Nearly seven in 10 college students have watched a video about a presidential candidate on YouTube, according to results of the CBS News/UWIRE/Chronicle poll of undergraduates.
The poll, the results of which were released yesterday, is a Web-based survey completed by nearly 25,000 undergraduates at 49 four-year colleges in four battleground states: Colorado, North Carolina, Ohio, and Pennsylvania.
It turns out that the free time candidates are getting to air their messages through their videos on YouTube may be worth millions of dollars to the campaigns, according to analyses reported by Micah L. Sifry on the Web site Techpresident.com.
Mr. Sifry wanted to find out roughly how much the candidates would have had to pay to have to disseminate their video messages that appeared at no cost on YouTube on the television airwaves.
First, he asked David Burch of TubeMogul, an online-video analytics and distribution company, to estimate how much time each candidate’s messages had been viewed, by multiplying the number of their videos by the number of individuals who viewed each and the length of time of the video.

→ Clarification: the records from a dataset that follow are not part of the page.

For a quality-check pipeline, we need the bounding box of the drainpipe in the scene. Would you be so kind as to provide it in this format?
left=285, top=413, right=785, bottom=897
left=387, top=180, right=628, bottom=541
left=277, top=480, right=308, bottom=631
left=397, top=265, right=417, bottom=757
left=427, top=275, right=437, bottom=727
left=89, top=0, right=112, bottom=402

The total viewing time for Barack Obama’s videos came to just over 14.5-million hours. The time for John McCain’s videos was just over 488,000 hours.
Mr. Sifry then asked Joe Trippi, a political consultant who has worked for Democratic presidential campaigns, to do the math of how much it would have cost the Obama campaign to buy television advertising for that much time. His answer was about $46-million. Using the same math, the cost for the McCain campaign for his time would be about $1.5-million.
Mr. Trippi did note that the comparison is not completely apples to apples, since a TV ad is a form of “push” media that interrupts people’s attention, Mr. Sifry wrote, while Web video is much more a “pull” media, where we choose to watch.